CINCINNATI - Copper thieves caused as much as $250,000 in damage to the old Steve and Barry's store at Glenway Crossing.
Cincinnati police estimate $100,000 worth of copper was stolen out of the building which now sits vacant. A building that used to be home to Hobby Lobby was also targeted.
"We have the highest volume of scrap metal property crime in the city," said Cpt. Russ Neville commander of Cincinnati's District 3.
Thieves penetrated the roof of the building to complete a crime that officers estimate must have taken a few nights to complete.
Now blue tarp can be seen on some buildings covering air conditioning units that have been raided for their scrap metal.
"I would imagine even if they were wanting to rent them out, they probably can't right now because the places inside have been stripped of all their copper and then also the roof units the AC units on the roof have been stolen as well," said Officer Brian Williams who works on metal theft cases.
Williams suggests Price Hill and surrounding neighborhoods have been hit so often by thieves looking for metal to sell to scrap yards that there are fewer and fewer new targets.

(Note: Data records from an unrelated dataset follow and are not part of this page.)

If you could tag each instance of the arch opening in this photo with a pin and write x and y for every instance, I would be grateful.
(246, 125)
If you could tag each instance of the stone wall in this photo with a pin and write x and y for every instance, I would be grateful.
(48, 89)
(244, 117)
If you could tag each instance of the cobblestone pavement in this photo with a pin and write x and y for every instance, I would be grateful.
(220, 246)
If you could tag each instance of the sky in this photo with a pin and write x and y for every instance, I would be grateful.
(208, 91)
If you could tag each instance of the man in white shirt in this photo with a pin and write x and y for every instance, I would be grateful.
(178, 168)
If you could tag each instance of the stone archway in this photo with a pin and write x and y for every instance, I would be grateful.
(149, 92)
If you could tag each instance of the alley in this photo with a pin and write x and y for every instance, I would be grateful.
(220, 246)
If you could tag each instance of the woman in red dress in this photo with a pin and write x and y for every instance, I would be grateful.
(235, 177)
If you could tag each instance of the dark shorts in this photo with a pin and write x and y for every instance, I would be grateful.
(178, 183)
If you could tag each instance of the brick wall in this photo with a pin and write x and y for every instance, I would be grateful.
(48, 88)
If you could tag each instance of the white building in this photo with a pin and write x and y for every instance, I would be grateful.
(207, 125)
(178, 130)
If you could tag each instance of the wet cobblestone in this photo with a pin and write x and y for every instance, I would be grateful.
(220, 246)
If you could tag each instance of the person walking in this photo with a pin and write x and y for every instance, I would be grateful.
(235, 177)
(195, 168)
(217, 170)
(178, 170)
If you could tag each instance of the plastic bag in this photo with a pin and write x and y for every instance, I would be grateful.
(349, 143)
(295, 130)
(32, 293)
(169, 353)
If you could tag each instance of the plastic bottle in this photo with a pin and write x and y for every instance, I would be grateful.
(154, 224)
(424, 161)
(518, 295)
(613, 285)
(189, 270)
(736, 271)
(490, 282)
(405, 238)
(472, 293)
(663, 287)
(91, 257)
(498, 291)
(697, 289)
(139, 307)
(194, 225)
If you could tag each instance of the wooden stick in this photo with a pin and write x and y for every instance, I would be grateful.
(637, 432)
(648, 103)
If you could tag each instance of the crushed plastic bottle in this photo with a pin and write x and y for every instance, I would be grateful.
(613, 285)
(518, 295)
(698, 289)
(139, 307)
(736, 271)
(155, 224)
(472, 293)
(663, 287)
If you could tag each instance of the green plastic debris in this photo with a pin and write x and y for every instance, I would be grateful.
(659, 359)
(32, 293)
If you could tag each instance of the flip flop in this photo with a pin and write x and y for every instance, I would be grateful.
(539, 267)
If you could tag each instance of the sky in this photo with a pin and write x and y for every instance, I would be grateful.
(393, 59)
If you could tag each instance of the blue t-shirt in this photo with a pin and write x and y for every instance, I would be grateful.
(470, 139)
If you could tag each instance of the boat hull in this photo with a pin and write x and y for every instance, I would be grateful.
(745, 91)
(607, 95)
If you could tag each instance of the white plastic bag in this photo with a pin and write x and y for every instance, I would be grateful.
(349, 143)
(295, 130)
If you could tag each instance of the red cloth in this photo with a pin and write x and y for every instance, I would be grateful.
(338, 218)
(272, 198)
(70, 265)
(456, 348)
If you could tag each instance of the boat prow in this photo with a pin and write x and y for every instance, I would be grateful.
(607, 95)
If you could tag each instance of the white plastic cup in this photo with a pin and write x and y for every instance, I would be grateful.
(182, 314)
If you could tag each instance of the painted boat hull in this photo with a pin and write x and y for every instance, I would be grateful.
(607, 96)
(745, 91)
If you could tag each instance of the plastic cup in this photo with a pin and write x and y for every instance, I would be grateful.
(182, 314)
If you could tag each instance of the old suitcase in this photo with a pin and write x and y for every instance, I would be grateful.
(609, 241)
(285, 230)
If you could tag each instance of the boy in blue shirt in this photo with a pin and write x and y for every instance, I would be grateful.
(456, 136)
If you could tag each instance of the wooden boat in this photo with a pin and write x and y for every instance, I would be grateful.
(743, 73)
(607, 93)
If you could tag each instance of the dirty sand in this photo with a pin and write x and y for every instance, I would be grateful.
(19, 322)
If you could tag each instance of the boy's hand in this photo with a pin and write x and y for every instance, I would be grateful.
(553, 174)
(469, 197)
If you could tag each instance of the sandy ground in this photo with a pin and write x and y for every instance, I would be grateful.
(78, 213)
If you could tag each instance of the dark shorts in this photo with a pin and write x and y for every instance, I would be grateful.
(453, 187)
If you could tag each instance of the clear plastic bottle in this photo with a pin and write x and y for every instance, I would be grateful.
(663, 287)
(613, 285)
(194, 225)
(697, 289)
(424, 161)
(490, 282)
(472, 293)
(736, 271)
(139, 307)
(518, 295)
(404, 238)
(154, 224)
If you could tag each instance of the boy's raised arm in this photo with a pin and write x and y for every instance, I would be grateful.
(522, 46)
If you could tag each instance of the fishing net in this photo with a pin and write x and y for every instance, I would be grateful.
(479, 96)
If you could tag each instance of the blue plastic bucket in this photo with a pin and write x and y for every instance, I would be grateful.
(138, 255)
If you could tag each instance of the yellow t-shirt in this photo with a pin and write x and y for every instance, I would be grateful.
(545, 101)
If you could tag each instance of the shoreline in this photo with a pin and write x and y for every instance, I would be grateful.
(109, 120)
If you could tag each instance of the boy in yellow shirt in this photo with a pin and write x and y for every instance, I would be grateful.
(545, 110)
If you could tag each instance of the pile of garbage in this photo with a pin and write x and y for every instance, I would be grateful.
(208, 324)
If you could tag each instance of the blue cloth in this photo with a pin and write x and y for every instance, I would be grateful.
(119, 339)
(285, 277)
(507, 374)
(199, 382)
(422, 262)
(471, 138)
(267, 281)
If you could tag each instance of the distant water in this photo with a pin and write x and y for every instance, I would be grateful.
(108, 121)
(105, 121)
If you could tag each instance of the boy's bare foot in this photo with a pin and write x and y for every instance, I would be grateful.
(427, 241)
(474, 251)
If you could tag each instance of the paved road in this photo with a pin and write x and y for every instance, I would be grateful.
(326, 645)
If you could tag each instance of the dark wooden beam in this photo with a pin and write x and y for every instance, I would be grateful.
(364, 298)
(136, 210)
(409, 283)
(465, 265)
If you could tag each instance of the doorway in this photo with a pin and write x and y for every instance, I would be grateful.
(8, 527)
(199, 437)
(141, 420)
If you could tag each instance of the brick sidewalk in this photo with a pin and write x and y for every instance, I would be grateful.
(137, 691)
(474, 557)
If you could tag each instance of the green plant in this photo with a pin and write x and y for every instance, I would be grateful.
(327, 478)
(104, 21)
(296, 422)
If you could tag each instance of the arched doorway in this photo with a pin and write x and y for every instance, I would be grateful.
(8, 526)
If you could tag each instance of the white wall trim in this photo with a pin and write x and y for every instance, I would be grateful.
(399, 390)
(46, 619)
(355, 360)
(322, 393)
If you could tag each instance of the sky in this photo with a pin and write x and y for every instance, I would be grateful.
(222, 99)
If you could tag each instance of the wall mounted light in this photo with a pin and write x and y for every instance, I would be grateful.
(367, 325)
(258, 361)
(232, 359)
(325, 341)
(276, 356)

Williams says the crimes are so rampant that when talking about houses and buildings hit by copper thieves it would actually be easier to point to the houses that haven't been hit.
Yet, Neville points out that metal theft crimes are down in the district between eight and 10 percent.
"Because of the high volume by number of offenses and the high dollar amounts, we felt we needed to do something in the west side of the city here to try to reduce those offenses," said Neville.
Tuesday, Cincinnati City Council's Public Safety Committee will meet to discus ideas to further curb metal theft crimes.
Some of the ideas include requiring a license and background check for anyone looking to sell scrap metal to a scrap yard. In addition, council members will discus forcing scrap yards to pay customers with a check between two and five days after a transaction.